Start from the beginning with this podcast. There are 12 episodes.
History of the 90s
Kathy Kenzora, a former Toronto reporter, started a podcast called History of 1995, and the popularity of that show led to an expansion into a deeper dive into the history of the whole decade. This podcast is incredibly researched, and Kenzora develops a narrative that’s hard to stop listening to once you stop. I’ll note that her voice isn’t the most engaging, likely because you can tell she’s reading a script, but her perspective as a Canadian is especially interesting to hear when she digs into US-centric stories (her episode on the Oklahoma City Bombing, for example, defines the various government departments in the building — something US folks would never likely think twice about).
The wide range of topics is what keeps me coming back to this one, as well as the nuggets of insight I’d never considered before. One episode may cover a specific music genre such as Grunge (which made me pause in reconsidering how I’d never classified Pearl Jam as grunge, despite the fact Eddie Vedder was one of the first grunge artists) and then the next might explore the truth behind the Atlantic Olympic Bombing (this episode was composed SO WELL that I didn’t even think about the real bomber until the very end, when Kenzora reminded the listeners we never touched that yet).
You can listen to these biweekly episodes in any order. I think some of the two-parters would have been better as a longer one-parter, but they’re still worth listening to both if the topic is of interest.

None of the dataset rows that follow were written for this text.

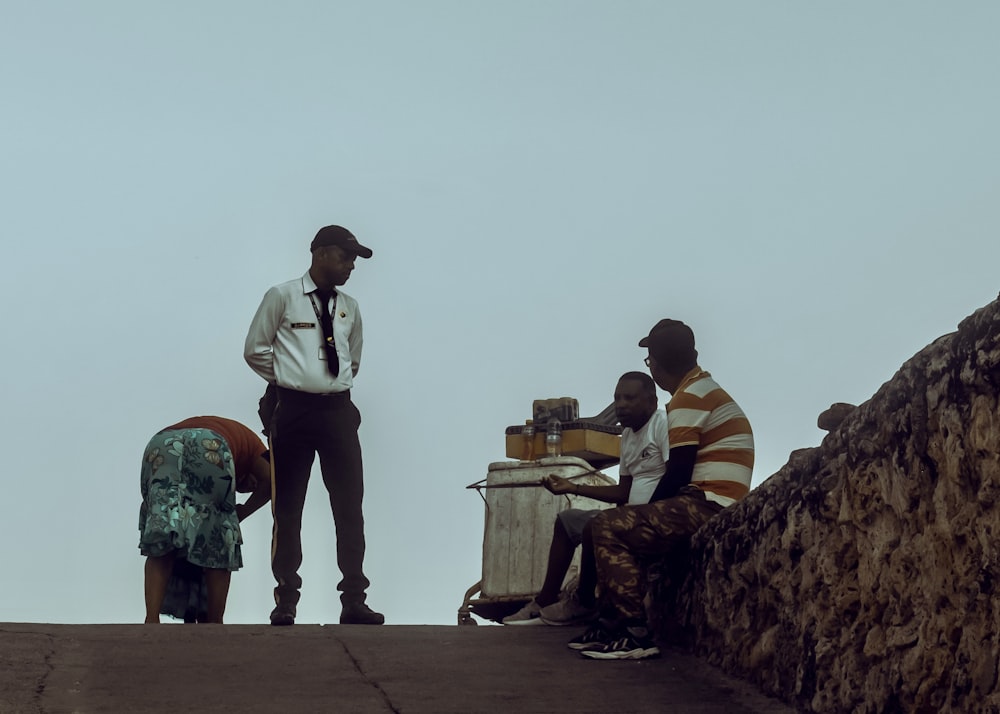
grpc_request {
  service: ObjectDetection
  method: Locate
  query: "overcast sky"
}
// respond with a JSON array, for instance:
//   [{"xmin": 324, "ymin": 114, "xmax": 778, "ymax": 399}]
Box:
[{"xmin": 0, "ymin": 0, "xmax": 1000, "ymax": 624}]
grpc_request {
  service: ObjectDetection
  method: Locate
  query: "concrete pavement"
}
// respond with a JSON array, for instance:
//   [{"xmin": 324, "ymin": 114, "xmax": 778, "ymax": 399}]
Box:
[{"xmin": 0, "ymin": 623, "xmax": 793, "ymax": 714}]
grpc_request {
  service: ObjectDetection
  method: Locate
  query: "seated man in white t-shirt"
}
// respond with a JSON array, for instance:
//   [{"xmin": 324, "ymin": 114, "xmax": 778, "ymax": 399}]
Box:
[{"xmin": 503, "ymin": 372, "xmax": 670, "ymax": 625}]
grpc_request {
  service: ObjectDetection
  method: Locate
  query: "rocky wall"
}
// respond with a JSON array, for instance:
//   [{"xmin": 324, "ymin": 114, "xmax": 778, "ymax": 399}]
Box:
[{"xmin": 658, "ymin": 292, "xmax": 1000, "ymax": 714}]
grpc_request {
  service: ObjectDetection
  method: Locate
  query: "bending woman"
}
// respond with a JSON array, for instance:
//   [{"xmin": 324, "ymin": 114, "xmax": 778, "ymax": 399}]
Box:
[{"xmin": 139, "ymin": 416, "xmax": 271, "ymax": 623}]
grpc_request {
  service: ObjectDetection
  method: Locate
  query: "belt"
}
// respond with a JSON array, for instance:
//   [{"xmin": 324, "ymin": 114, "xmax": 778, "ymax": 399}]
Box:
[{"xmin": 278, "ymin": 387, "xmax": 351, "ymax": 402}]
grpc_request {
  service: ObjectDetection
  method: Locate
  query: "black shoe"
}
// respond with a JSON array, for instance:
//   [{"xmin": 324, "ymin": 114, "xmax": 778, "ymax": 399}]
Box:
[
  {"xmin": 340, "ymin": 602, "xmax": 385, "ymax": 625},
  {"xmin": 271, "ymin": 605, "xmax": 295, "ymax": 627},
  {"xmin": 580, "ymin": 627, "xmax": 660, "ymax": 659},
  {"xmin": 566, "ymin": 620, "xmax": 611, "ymax": 652}
]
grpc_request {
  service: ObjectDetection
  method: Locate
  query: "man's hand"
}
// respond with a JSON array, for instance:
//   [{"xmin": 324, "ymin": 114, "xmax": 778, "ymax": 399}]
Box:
[{"xmin": 542, "ymin": 474, "xmax": 576, "ymax": 496}]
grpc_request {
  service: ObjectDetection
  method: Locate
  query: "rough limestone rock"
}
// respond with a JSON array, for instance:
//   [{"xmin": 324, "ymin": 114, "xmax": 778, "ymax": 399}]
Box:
[
  {"xmin": 672, "ymin": 292, "xmax": 1000, "ymax": 714},
  {"xmin": 816, "ymin": 402, "xmax": 857, "ymax": 431}
]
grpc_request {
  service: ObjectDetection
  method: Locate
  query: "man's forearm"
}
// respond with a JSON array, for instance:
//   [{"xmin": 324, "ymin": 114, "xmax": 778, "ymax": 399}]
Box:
[{"xmin": 649, "ymin": 446, "xmax": 698, "ymax": 503}]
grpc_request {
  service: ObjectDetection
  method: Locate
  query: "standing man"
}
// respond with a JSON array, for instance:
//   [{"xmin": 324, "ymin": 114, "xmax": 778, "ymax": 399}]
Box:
[
  {"xmin": 243, "ymin": 226, "xmax": 385, "ymax": 625},
  {"xmin": 569, "ymin": 319, "xmax": 754, "ymax": 659}
]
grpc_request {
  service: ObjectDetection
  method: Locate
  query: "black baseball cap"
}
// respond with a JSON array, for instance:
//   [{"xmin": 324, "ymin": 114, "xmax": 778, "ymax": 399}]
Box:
[
  {"xmin": 639, "ymin": 318, "xmax": 698, "ymax": 364},
  {"xmin": 309, "ymin": 226, "xmax": 372, "ymax": 258}
]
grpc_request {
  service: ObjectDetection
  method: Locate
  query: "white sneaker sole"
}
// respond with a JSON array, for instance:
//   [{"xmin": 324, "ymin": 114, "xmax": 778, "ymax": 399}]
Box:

Recommended Episodes: “Nickelodeon,” “Woodstock ’99,” “Girl Power,” and “Olympic Bombing and the Wrong Man, Richard Jewell.”
The Dream
The Dream has produced two seasons so far, and I think the second season is much weaker than the first. Perhaps it’s because Maintenance Phase does something similar and better, or perhaps it’s because the “wellness industry” is a topic I know more about than the show has offered. That said, the first season is an incredible deep dive into Multi Level Marketing (MLM) schemes and the dark history behind them, as well as how they lure folks in.
Hosted by Jane Marie and Dann Gallucci, the show really focuses on the capitalist underpinnings of two arenas that aren’t called capitalist machines enough. Rather, MLMs and wellness “sell the dream” of a lifestyle that simply doesn’t exist, using exploitative measures to do so.
I read Amanda Montell’s recent book Cultish: The Language of Fanaticism in March this year, and it was really worthwhile to think about what The Dream explored in comparison with how MLMs and other groups use language to situate themselves as different, as powerful, and as the means to achieving that “ideal” life.
Start from the beginning with this podcast. There are 11 episodes in season one and 10 in season two.
Are there any similar podcasts in your rotation you love? I’m always looking for more, and I’m especially interested in similarly-minded podcasts hosted by and about people of color. Leave your recs for me, and I hope you found something new here to enjoy.